I use these figures to support my contention that opposition to nuclear power is at best stupid, at worst criminal, since in its entire history, commercial nuclear power operations have not lead to more deaths than will take place in the next 48 hours from air pollution.

Recently, in one of my periodic posts on the subject of how everything humanity has done to fight climate change - which consists mainly of investing huge sums of money in so called "renewable energy" - has failed miserably, an anti-nuke showed up in the most to complain that the new figure that I've been using, roughly seven million deaths per year was wrong, and, in the spectacular logic of anti-nukes, therefore everything I say about nuclear power was wrong. I dismissed this silliness by reference to the Lancet paper, although I doubt that there are any anti-nukes anywhere who are bright enough to get it.

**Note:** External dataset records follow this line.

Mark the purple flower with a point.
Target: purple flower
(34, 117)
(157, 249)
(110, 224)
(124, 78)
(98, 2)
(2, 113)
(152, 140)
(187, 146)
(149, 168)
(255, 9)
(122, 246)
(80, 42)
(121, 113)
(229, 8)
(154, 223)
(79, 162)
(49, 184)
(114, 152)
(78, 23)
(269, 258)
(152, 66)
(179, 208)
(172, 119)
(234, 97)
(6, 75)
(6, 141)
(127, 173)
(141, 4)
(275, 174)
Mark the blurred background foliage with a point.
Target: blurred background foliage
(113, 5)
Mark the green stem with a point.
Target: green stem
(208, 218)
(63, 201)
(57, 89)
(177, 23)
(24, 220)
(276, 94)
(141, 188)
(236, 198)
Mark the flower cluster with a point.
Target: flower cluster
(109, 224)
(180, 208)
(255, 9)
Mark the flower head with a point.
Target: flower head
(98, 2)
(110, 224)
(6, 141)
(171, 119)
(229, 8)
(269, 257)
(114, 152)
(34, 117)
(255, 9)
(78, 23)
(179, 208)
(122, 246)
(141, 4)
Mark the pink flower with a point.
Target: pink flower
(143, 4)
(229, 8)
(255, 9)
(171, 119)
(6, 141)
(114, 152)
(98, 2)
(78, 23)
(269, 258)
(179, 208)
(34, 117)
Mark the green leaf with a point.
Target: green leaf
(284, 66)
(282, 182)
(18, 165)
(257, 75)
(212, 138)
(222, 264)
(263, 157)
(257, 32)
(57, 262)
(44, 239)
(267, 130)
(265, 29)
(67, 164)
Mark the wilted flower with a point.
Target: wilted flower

This exchange is here: At 3.37 ppm over November of 2015, November 2016 is the worst November for new carbon dioxide...

Apparently the anti-nuke googled his way to the old WHO website - which is by the way unreferenced sort of like an Amory Lovins "paper" - to find the 3.3 million figure.

I was stumbling around the internet today, doing a little lazy Googling myself, to discover that WHO has updated their web page.

It appears that WHO has caught up with the scientific literature on the subject:

7 million premature deaths annually linked to air pollution

The opening text from the (still unreferenced) web page:

25 MARCH 2014 | GENEVA - In new estimates released today, WHO reports that in 2012 around 7 million people died - one in eight of total global deaths – as a result of air pollution exposure. This finding more than doubles previous estimates and confirms that air pollution is now the world’s largest single environmental health risk. Reducing air pollution could save millions of lives.

New estimates

In particular, the new data reveal a stronger link between both indoor and outdoor air pollution exposure and cardiovascular diseases, such as strokes and ischaemic heart disease, as well as between air pollution and cancer. This is in addition to air pollution’s role in the development of respiratory diseases, including acute respiratory infections and chronic obstructive pulmonary diseases.

The new estimates are not only based on more knowledge about the diseases caused by air pollution, but also upon better assessment of human exposure to air pollutants through the use of improved measurements and technology. This has enabled scientists to make a more detailed analysis of health risks from a wider demographic spread that now includes rural as well as urban areas.

The bold is mine.

I hope you're enjoying the holiday season.